Diğer taraftan, imkansızlık sözleşmenin kuruluşunda söz konusu olduğunda ise bu durumda sözleşme geçersiz olacaktır. Ancak, bir tarafın imkansızlığı bilmesine rağmen bu sözleşme ilişkisini kurması durumunda ise kusurlu olmasına bağlanan tazmin sorumluluğunu yüklenmesi gerekecektir.
Mücbir Sebep kavramı, iki tarafa borç yükleyen sözleşmelerde, tarafların en az birisi bakımından, sözleşmenin başlangıcında mevcut olmayan ve sözleşme akdedilmesinden sonra ortaya çıkan, maruz kalan tarafın, Sözleşme ile üstlendiği edimi ifa etmesini engelleyen veya ifa etmesi beklenmeyen, tarafların kontrolü dışında ortaya çıkabilecek ve mücbir sebebin belli bir süre devamı halinde taraflardan birine, sözleşmeyi fesih hakkı verebilecek durum olarak nitelendirilmektedir.
Mücbir sebep kavramı ve mücbir sebep kapsamında hangi hallerin sayılabileceği 6098 sayılı Türk Borçlar Kanunu’nda açıkça düzenlenmediğinden, hangi hallerin bu kapsamda değerlendirilebileceği içtihatlar ile belirlenmektedir. Bu bağlamda, Yargıtay Hukuk Genel Kurulu’nun 2017/11-90 E. 2018/1259 K. Sayılı ve 27.06.2018 tarihli kararında ve doktrinde salgın hastalık, mücbir sebep hallerinden biri olarak kabul edilmiştir. Söz konusu karar “Mücbir sebep, sorumlu veya borçlunun faaliyet ve işletmesi dışında meydana gelen, genel bir davranış normunun veya borcun ihlâline mutlak ve kaçınılmaz bir şekilde yol açan, öngörülmesi ve karşı konulması mümkün olmayan olağanüstü bir olaydır. Deprem, sel, yangın, salgın hastalık gibi doğal afetler mücbir sebep sayılır.” şeklindeki ifadesi ile Korona virüs salgının mücbir sebep sayılıp sayılmayacağı tartışmasında değerlendirmeyi şekillendirmektedir.

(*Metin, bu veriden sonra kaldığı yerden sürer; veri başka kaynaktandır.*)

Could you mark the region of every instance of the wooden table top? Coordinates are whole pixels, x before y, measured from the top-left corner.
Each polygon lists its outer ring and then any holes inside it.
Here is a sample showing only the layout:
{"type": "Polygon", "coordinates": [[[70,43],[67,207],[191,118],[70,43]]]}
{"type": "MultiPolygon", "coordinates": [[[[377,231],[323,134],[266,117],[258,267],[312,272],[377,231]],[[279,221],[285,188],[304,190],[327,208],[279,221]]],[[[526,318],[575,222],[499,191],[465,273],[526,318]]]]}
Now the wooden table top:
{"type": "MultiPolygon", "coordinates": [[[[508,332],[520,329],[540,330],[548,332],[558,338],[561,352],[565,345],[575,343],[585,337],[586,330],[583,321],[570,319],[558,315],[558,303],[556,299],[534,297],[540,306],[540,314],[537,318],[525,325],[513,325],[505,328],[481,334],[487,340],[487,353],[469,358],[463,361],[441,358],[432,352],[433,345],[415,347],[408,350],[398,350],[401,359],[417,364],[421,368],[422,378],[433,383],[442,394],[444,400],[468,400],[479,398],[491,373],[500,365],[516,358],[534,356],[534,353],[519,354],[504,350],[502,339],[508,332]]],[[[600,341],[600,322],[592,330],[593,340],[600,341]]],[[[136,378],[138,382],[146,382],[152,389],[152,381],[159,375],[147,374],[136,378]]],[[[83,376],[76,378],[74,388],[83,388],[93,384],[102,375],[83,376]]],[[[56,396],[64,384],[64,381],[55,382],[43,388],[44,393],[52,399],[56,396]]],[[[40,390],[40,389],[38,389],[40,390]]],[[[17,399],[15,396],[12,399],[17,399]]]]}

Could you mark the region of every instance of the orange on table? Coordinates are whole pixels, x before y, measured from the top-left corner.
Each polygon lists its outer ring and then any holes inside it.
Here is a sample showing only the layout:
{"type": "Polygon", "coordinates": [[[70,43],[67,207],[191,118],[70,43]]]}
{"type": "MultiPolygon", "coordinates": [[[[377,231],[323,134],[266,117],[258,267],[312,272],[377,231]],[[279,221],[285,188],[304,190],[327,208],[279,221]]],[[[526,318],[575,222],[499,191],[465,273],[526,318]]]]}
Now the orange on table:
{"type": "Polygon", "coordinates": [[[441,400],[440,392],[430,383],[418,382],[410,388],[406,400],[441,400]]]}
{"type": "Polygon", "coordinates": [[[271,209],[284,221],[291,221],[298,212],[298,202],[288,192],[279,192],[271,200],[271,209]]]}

International Chamber of Commerce’in (“ICC”) geçmişte iki taraflı edim yükümlülüğü doğuran sözleşmelerde SARS virüsüne ilişkin emsal bir kararında virüsün mücbir sebep teşkil etmeyeceğine dair bir görüşü mevcut olsa da somut durum bakımından farklı değerlendirmelerin mevcudiyeti bulunmaktadır.
Korona virüs ve salgın sebebiyle sözleşmeden doğan yükümlülüklerin yerine getirilememesi, ifa güçlüğü veya ifada gecikme gibi durumların mücbir sebep olarak değerlendirilip değerlendirilmeyeceği her sözleşme özelinde, sözleşmenin tarafları, yabancılık unsuru, edimlerin niteliği, ifa yeri, uygulanacak hukuk ve özellikle meydana gelen durumun niteliği ile etkileri gibi unsurlar ele alınarak ayrı ayrı değerlendirilmelidir. Bununla birlikte; ilgili Yargıtay içtihatları göz önüne alındığında, mücbir sebebin varlığının her bir somut olay bakımından ayrı ayrı değerlendirildiği ve genellikle -özellikle tacirler açısından- dar yorumlandığı görülmekte olup her somut ticari ilişki ve anlaşma özelinde yapılacak ayrıntılı değerlendirme neticesinde salgın hastalığın ifayı imkansız kılmaması halinde mücbir sebepten söz edilemeyecek ve eğer şartları varsa ifa imkansızlığı veya aşırı ifa güçlüğü gündeme gelebilecektir. Mücbir sebep, her ne kadar mevzuatta tanımlanmamış olsa bile mücbir sebebin varlığı halinde bunun sonuçları, tam ifa imkansızlığı, kısmi ifa imkansızlığı ve aşırı ifa güçlüğü olarak mevzuatta tanımlanmaktadır.
COVID-19’un salgın hastalık kategorisine alınması ile ivme kazanan bu sürecin ne kadar süreceği ve nasıl tamamlanacağı belli değildir; bu nedenle yukarıda incelediğimiz hukuki esasların yargıda ve uyuşmazlıklarda nasıl yansıyacağı bilinmemektedir. Sözleşmelerden doğan borçların ifa edilememesi riski karşısında alacaklının ve borçlunun durumları somut olay özelinde değerlendirilmelidir. Şu aşamada ifa güçlüğü yaşayan sözleşme ilişkilerinde tarafların mümkün olduğu kadar bir araya gelip sözleşmelerini yeniden müzakere etmeleri her durumda fayda sağlayacaktır.